Another good day under our belts. Carter turns 4 years old tomorrow and we had a small pre-party for him today. He had a great time hanging out and eating good food. I tried to teach him how to blow out his candle, but he hasn’t exactly grasped the concept. When I showed him he tried to do the same, except I ended up with spit all over my face. All I could do was laugh and he did the same. He laughed so much that he couldn’t even put his lips together to try again. This of course made me laugh even more. And there we were–just giggling at each other.
I can’t believe Carter is about to be 4 years old. When he was born, I expected that he would be doing so much at 4: going to Pre-K, telling us random stories, using the potty, blowing bubbles, getting bribed, requesting (or demanding) what he wants, going to the movies, enjoying friends, eating his vegetables (even if he hates them), being annoying by always asking “why”, blowing out his candles, and so much more.
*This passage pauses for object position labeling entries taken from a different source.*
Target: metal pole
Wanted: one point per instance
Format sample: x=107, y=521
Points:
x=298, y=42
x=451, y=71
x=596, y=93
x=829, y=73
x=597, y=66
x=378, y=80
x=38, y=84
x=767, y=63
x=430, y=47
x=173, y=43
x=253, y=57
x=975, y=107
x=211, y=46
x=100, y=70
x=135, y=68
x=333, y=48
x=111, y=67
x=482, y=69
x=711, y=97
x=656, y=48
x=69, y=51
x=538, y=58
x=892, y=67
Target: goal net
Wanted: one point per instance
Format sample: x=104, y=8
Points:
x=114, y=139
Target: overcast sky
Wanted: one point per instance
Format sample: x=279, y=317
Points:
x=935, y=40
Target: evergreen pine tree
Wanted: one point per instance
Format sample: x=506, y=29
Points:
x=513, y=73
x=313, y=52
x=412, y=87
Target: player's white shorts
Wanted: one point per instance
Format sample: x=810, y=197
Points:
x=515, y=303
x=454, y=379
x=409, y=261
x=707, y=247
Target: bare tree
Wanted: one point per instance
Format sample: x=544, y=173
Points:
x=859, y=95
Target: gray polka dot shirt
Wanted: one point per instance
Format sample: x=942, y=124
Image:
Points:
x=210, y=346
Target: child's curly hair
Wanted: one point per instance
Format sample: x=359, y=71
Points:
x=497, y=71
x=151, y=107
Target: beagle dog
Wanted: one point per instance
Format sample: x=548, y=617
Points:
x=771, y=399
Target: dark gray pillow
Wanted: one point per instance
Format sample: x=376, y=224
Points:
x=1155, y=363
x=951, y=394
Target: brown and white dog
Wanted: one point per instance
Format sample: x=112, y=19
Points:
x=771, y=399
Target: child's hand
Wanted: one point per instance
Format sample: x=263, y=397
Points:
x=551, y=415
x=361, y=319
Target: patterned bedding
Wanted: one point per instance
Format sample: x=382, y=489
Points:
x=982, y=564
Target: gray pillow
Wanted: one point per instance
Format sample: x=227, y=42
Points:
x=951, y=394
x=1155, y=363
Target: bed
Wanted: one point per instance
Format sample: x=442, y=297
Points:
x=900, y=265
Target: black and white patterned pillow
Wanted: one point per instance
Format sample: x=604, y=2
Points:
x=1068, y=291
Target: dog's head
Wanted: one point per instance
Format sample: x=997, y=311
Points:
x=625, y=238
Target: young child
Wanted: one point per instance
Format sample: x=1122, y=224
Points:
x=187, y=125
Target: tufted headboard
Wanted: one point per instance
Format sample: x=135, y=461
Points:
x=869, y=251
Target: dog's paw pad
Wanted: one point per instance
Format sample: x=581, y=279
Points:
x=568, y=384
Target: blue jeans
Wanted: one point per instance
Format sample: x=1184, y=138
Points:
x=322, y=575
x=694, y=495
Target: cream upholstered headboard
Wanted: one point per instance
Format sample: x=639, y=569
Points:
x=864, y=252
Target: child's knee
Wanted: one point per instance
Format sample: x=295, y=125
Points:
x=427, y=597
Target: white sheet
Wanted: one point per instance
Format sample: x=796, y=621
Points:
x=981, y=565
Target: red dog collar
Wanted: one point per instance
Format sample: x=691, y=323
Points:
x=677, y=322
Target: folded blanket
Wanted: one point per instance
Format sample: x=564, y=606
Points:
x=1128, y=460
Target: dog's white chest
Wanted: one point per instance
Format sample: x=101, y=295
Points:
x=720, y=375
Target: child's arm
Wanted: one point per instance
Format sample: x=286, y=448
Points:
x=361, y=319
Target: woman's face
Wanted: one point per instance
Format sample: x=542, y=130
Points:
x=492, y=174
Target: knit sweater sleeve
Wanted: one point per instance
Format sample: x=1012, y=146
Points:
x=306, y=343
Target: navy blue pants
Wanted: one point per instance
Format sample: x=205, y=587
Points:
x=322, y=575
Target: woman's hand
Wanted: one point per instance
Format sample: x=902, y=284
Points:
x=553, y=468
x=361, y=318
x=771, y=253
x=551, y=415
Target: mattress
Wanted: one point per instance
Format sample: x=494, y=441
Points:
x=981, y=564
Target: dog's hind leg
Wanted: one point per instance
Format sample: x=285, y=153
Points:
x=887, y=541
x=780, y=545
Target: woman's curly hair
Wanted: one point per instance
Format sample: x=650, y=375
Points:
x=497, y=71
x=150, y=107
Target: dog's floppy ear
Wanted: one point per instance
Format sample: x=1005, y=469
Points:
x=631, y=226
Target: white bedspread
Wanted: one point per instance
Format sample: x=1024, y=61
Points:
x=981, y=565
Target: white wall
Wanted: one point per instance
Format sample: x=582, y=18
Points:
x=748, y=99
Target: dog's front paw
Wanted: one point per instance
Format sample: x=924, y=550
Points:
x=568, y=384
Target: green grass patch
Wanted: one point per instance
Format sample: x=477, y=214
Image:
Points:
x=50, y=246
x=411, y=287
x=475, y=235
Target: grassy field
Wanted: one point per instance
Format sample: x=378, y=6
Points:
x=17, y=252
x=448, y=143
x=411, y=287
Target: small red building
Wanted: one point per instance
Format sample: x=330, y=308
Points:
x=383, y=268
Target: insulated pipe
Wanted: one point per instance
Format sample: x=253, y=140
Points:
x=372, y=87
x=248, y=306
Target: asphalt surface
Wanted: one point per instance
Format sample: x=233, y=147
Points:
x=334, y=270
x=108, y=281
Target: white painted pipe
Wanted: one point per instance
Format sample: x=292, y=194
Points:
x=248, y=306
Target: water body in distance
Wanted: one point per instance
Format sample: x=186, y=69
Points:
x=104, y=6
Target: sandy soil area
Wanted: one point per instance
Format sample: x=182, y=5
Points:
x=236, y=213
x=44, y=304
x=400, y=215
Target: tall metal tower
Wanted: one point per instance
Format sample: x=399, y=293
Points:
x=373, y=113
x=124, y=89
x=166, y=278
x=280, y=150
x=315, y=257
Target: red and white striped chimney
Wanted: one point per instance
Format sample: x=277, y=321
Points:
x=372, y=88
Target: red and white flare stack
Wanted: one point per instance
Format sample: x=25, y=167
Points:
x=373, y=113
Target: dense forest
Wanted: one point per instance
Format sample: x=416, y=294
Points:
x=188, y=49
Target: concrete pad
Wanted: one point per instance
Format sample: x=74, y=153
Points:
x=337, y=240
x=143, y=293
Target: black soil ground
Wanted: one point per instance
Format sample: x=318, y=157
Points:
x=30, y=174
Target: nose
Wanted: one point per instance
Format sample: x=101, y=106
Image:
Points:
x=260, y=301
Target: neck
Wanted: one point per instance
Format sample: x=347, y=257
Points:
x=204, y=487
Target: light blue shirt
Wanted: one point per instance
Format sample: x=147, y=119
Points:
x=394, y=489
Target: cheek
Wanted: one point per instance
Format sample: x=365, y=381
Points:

It’s kind of sad to think about all the things he’s missing out on. I’m sure he’ll do them eventually, but it’s tough to see your child develop so slowly.
He has come a long way since he’s been diagnosed with autism. He follows directions a lot better now. Earlier when I told him it was bath time he went straight into the bathroom. When I ask him if he wants to eat he walks into the kitchen. I have also come a long way since Carter has been diagnosed. It’s easier to decipher what Carter wants. I just ask him to show me and he does. It’s not always easy, but making sure I don’t get frustrated has been helpful. It allows me to keep my mind clear and follow Carter’s directions. His eyes tell so much. I can follow his eyes to what he wants. If he wants a certain food or some drink or if he wants me to read to him. I can tell when he wants me to play with him or if he wants to watch TV. His eyes even tell me that he’s okay. That he’s happy. Although he’s slower to develop than most kids his age, he’s still doing good.
So, my little man will be 4 years old tomorrow and although he doesn’t understand that it’s his birthday and what that means, I’m grateful for another year of watching Carter grow.